BUĞDAY TARLASINDAN IŞİD CEPHELERİNE

Yine Konya’nın Bozkır ilçesindeki bir köyde, Suriye’den gelen cenazesi geçen ay toprağa verilen N.U. isimli gencin yakın bir akrabası da yaşananlara isyan etti.

‘Yeğenim’ dediği 19 yaşındaki N.U’nun geçtiğimiz kış aylarında ilçeyi terk ettiğini belirten yaşlı adam, “Liseyi önceki sene bitirdi. Babasının bağı-bahçesi var. O da üniversiteyi kazanamayınca babasının yanında çalışmaya başladı. Önce camiye gitmeye başladı. Hepimiz gurur duyuyorduk. Sonradan camiye gitmez oldu. Namazlarını evde kılıyormuş. Hiç öyle kahveye, köy evine falan da gelmezdi. Varsa yoksa internet. Meğer orada kimse artık bu adamlarla tanışmış. Bir sabah kalkıp ana-babasıyla vedalaşıp ‘Çalışmaya gidiyorum’ diye evden çıkıp gitti. Önce Konya’ya, oradan Gaziantep’e geçmiş. Ondan sonrasını bilmiyoruz. Sonradan işte cenazesi geldi. Sessiz sedasız namazını kılıp defnettik. Babasının ağzını bıçak açmaz oldu. Köydeki tüm gençler, evinde internet olan tüm muhafazar çocuklar tehdit altında. Anne babalar uyanık olsun” dedi.

"AİLECEK GİDEN VAR"

Konya’nın Bozkır, Çumra, Hadim, Taşkent, Akkise gibi ‘muhafazakar’ ilçelerinden son yıllarda Suriye’ye ailecek gidenlerin bile var olduğu iddia ediliyor. Bu ilçelerdeki hangi kasabaya, köye gitseniz hep aynı hikaye anlatılıyor. “Onlar Suriye’ye gitti.”

Çumra’nın büyük köylerinden birisinin muhtarı da Sözyü’ye o iddiaları anlattı. İsminin saklı kalmasını isteyen muhtar o iddialardan sadece birisini anlattı “Bizim köyden 2 aile geçen mayıs ayında ayrıldı. Doğma büyüme buralı olan iki aile. Suriye’ye gittiklerini sanıyoruz. Zaten son 3-4 yıldır kendilerini adeta tecrit etmişlerdi. Son bir yıldır da köy dışından gelen misafirlerinin sayısı artmıştı. Hep sakallı erkekler, peçeli kadınlar falan. Öyle camiye falan da gelmezlerdi. Kendi başlarına evlerinde yaşıyorlar arada çıkıp Konya’ya gidip geliyorlardı. Köyün hepsi birbiriyle akraba. Kimseye bir şey demeden bir gece eşyalarını toplayıp sırra kadem bastılar. Sonradan çok söylenti çıktı. Suriye’ye gittiklerini de anlattılar. Kilis’’e yerleştiklerini de…”



“IŞİD BAYRAKLI VİLLA”

Tüm bu iddiaları TBMM’ye verdiği soru önergesiyle hükümete soran bölge milletvekili Atilla Kart başka çarpıcı iddialarda da bulundu.

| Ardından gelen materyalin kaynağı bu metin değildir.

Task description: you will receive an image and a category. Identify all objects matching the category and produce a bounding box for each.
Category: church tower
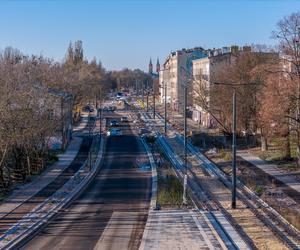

Konya’nın şehir merkezine yakın kasabası Kaşınhanı civarında geçtiğimiz yıl inşa edilen 3 katlı bir villanın örgüt evi olarak kullanıldığı iddia eden Kart evin önünde hala dalganan IŞİD bayrağına da dikkat çekti. Evin sahibinin bilindiğini belirten Kart şahsı “IŞİD’in Konya temsilcisi” olarak adlandırdı.



9 YAŞINDAKİ ‘IŞİD’Lİ KIZ ÇOCUĞU

Bölgeyi en iyi bilen isimlerden birisi olan Atilla Kart Konya gibi ‘muhafazakar’ kentlerdeki radikal islami örgütlerin yuvalalanmasının sebebini ise şu çarpıcı örnekle anlattı.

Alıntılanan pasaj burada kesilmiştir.